I guess not. After a riotous sit-down with Ray Abruzzo’s malapropism-prone Dubya stand-in, Little Carmine Lupertazzi, it certainly looked like we were finally headed for the New York/New Jersey dust-up that’s been simmering ever since Season Four—but Phil’s heart attack may (or may not) have put a pause on those hostilities.
Meanwhile, whiny, petulant AJ miraculously transformed overnight into a responsible grown man, doing well at his new construction gig, using his smarts to avoid a physical conflict, landing a gorgeous girlfriend, and rebuking his father’s lifestyle all in one fell swoop. (When Tony wondered aloud why his son didn’t use his connections to get a break on an expensive piece of jewelry, “I have a job” was the kid’s cutting reply.) Again, like the Chris and Julianna subplot, this was a giant Big Gulp worth of character development that should have grown organically over a span of weeks—not mere minutes.
Though the story-points were unforgivably rushed, “Kaisha” still somehow felt slow and enervated. After Agent Harris was nice enough to drop by Satriale’s pork store and mention the threat of retaliation from Phil’s Brooklyn crew on “somebody close to Tony” (suddenly the F.B.I. is tipping off gangsters?) the rest of the running time cruelly teased us by following Christopher in and out of his car and on his way to restaurants—the kind of narratively useless shots you usually only see on this show right before somebody gets whacked.
The threat of violence hung over the episode like a dark cloud, and when all was said and done—nothing happened. There was no resolution to anything that’s happened all year, just a sense of festering unease. I understand that the bummer rhythms of this season have been a ploy by Chase to show the sad, emptiness of these people’s lives—but with “Kaisha,” The Sopranos finally became just as sad and empty as the characters it chronicles. After five brilliant, forceful headlong episodes at the start of the season, the program has slowly drifted into stasis.
Furthermore, after all this mucking about, we’re pretty much right back to where we were at the end of Season Five. Okay, so maybe the kids have left the nest, but Carmela’s Parisian epiphany seems to have been for naught. With the spec house back up and going, she’s once again bought and paid for. Tony’s back to most of his old tricks. Save for that surprisingly heartfelt monologue at Phil’s bedside (this hour’s lone moment of excellence) it’s almost as if his life-altering experience never happened. His Melfi session this week had already been covered, practically verbatim, in season three’s “Amour Fou.” Chris is still stuck in a boring loop of self-destruction and recovery. New York and New Jersey are still teetering on the brink… as they have been for years now. So what exactly happened that made this season so necessary?

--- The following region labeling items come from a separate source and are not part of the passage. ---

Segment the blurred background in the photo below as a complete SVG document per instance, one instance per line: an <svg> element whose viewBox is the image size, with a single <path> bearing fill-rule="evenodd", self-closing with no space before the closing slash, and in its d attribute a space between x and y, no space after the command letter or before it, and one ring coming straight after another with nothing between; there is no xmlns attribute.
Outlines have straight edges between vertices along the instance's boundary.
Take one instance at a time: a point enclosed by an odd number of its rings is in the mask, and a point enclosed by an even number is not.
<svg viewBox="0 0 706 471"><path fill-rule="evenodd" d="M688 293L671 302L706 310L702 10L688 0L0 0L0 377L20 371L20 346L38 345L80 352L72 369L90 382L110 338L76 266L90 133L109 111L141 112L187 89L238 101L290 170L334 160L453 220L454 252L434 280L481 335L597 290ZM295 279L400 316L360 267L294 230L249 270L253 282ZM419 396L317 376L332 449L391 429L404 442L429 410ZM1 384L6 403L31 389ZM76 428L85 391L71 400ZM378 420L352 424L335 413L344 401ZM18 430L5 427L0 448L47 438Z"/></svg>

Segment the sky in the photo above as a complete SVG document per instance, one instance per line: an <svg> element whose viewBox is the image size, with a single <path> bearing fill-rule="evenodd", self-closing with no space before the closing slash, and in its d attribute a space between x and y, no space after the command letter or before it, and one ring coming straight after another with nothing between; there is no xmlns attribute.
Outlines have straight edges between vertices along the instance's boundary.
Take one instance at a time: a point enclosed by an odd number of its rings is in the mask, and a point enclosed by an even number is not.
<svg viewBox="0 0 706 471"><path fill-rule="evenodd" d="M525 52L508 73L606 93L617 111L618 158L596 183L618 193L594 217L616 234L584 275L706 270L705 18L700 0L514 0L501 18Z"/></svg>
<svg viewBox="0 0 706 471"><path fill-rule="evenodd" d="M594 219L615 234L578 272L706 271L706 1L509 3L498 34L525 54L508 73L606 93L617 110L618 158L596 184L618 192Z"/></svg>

The Christmas gathering in the final scene was almost too excruciating to watch, and not just because we had to see James Gandolfini in a beret. It was just such a hollow celebration—a bunch of miserable, depressed people half-heartedly pretending to be full of holiday cheer.
Of course, come January I’ll be tuning in to see what happens next. But for the first time in the history of the show, I can’t say that I’m excited about it.